43 votes

Library asks users to verify that books actually exist before making a loan request because AI invents book titles

15 comments

  1. [14]
    DanBC
    Link
    Sorry about the terrible title. I saw this post on Twitter / X: https://x.com/w_carruthers/status/1811326735251574917 . I linked to the library site because lots of people need to avoid X. I'm...

    Sorry about the terrible title. I saw this post on Twitter / X: https://x.com/w_carruthers/status/1811326735251574917 . I linked to the library site because lots of people need to avoid X.

    I'm linking this because I feel that it highlights a problem that humans have with tech. Wikipedia says (and has always said) "Don't use us as a source. Read the article, and then use the article sources as a source". But lots of people don't do that, they just cut and paste the wikipedia article. And when you check the source it'll say something different.

    And here, people are just trusting the output of the AI without checking whether it's real or not.

    I just asked Co-Pilot in Bing "What are some books that will teach me the science and craft of baking bread?" and it gave me a list, with links to stores selling those books. So, that sounds good. I then asked "Are these real books?" and it replied:

    "I apologize for any confusion. It appears I made an error in my previous response. Unfortunately, the books I mentioned do not exist. However, I can recommend some actual books on bread baking:" (and then it lists four more real books".

    I dunno, AI just seems like a mess at the moment.

    20 votes
    1. [7]
      Wes
      (edited )
      Link Parent
      Ultimately LLMs are just a tool, and like other tools they cannot be applied to every task. You wouldn't blame a hammer for being bad at installing screws, would you? LLMs as a tool are designed...

      Ultimately LLMs are just a tool, and like other tools they cannot be applied to every task. You wouldn't blame a hammer for being bad at installing screws, would you?

      LLMs as a tool are designed for generating tokens. They build a statistical model through extensive training, and can apply this for text completion and transformation tasks. If you use them for this purpose, they hardly ever hallucinate. This makes them exceptional for data manipulation, translation, editing, error detection, and so on.

      What LLMs are not however is a database of information. If you ask them for specific facts, especially for recent or niche topics, a hallucination is very likely. Getting the correct answer is a statistical probability, and one based on a number of factors probably unknown to the asker. If somebody takes information from an LLM at face value, they are not using it responsibly. Essentially all LLM providers includes warnings on this topic before they may be used, but maybe they should be more aggressively plastered.

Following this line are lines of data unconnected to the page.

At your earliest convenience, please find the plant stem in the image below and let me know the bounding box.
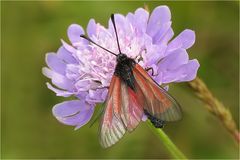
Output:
[188,77,240,143]
[148,121,187,159]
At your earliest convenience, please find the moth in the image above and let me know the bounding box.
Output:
[81,14,182,148]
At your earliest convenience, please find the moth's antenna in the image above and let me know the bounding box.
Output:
[80,34,117,56]
[111,14,122,54]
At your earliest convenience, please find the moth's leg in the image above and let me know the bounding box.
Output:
[145,67,157,76]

      This doesn't mean that LLMs are useless for fact finding. They still often provide an excellent introduction to a topic. They also allow you to ask the questions that you don't really know how to ask yet; you can't Google a term you don't know the name for yet. But their limitations need to be kept in mind, and they should be used more as a jumping off point than the final say on any topic.

      Twenty years ago we needed to learn how to effectively use search engines. Which keywords to use, the order to place them in, and the search operators to use. LLMs are really no different. Using them effectively requires practice, and their features and limitations are still being worked out.

      When you asked Copilot for a list of books, those titles may or may not have existed. If it's a common enough topic then there's a good chance that information was actually incorporated into its model, but you'd have to double check to be sure. When you asked it again however if they were real, you primed it to respond in a certain way. It was generating the most likely tokens based on your follow-up question, which is why it went on to claim they weren't real. This is a hallucination. In reality, it had no idea if they were real or not. Such is their nature.

      Hammers are useful, and so are LLMs. They are more complex tools though, and require more practice to get right. But even in their early form, they're providing a lot of value when used correctly, and are definitely worth keeping around in your toolbox.

      22 votes
      1. [5]
        PuddleOfKittens
        Link Parent
        If you notice, we're not talking about LLMs, we're talking about "AI" (yes I know they're the same thing). Most complaints about LLMs aren't their fundamental purpose, they're about how humans are...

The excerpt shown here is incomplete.